Hello,

I have a largish (5.4G) file with a full-text index that I am using to reconcile names in a local dataset. I've been experimenting with splitting the file into many smaller index files to improve performance. I group the entries by initial character and create a new index file for each distinct initial character. Each smaller file then gets its own full-text index.

I've been following the approach outlined in the documentation for custom index structures. Using prof:track, I've noticed the following performance for different uses of ft:search.

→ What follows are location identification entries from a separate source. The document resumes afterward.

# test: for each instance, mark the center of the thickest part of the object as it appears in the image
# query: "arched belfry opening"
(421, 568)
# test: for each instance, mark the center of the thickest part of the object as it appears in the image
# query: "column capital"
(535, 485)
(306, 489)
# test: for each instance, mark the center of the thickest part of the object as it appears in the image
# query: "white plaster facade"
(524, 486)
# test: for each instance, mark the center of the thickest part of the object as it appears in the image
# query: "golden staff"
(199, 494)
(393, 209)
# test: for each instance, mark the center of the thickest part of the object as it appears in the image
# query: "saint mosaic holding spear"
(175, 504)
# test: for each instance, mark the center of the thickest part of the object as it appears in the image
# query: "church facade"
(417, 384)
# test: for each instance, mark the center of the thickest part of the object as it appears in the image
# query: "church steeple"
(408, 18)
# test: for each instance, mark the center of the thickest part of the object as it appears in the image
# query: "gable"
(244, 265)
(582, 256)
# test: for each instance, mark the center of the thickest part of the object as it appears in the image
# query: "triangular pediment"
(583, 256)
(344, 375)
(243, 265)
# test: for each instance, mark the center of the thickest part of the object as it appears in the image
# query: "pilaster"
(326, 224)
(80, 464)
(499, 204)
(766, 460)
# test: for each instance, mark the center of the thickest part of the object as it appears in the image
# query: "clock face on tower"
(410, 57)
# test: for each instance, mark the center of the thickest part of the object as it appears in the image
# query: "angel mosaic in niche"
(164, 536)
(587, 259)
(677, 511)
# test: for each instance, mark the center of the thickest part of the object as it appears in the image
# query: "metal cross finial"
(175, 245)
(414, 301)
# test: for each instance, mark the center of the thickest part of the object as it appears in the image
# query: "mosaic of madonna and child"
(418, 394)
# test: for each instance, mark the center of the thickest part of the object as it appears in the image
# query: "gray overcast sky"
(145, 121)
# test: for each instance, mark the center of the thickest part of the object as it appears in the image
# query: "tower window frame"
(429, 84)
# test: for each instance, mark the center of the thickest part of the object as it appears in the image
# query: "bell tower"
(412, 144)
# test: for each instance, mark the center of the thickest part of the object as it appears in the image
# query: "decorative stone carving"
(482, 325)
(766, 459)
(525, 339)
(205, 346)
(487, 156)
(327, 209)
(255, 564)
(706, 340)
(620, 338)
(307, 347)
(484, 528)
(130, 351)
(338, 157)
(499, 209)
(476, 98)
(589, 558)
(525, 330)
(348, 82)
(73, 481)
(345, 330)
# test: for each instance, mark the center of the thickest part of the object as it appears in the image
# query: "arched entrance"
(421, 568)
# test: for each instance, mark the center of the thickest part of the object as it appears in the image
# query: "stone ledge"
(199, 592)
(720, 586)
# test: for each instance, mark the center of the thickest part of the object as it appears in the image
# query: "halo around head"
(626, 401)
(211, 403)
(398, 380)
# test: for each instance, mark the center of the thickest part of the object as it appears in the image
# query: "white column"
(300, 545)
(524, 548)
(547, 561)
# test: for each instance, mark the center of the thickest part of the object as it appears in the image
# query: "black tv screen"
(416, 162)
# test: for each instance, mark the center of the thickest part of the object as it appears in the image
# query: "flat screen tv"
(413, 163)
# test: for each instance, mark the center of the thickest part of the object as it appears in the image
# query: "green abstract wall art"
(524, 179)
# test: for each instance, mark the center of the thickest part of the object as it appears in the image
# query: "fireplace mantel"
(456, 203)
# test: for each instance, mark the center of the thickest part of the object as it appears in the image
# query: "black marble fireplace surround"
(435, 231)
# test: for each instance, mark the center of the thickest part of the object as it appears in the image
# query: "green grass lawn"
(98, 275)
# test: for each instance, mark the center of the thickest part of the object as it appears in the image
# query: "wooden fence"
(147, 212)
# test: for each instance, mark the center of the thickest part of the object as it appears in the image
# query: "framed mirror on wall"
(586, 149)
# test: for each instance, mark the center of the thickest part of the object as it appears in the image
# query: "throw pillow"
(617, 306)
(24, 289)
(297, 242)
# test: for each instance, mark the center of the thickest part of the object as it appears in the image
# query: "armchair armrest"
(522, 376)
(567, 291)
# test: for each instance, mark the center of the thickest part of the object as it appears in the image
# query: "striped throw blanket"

(Here, $db refers to the 5.4G file, and $index refers to a smaller 159MB subindex. Times are averaged across 10 runs of 1000 iterations for each expression.)

1. Direct lookup against large index

Time: 23ms

Expression: ft:search($db, $text)/../..

2. Direct lookup against subindex

Time: 3.3ms

Expression: ft:search($index, $text)/../..

3. Lookup against subindex file with reference to large index

Time: 2.9ms

Expression:

let $s :=
ft:search($index, $text)/../..

return db:open-id($db, $s/id)/../..

My question is: why would the third expression be slightly faster (or at least not slower) than the second one, if it involves additional computation?

Thanks in advance,

Tim

--
Tim A. Thompson (he, him)
Librarian for Applied Metadata Research
Yale University Library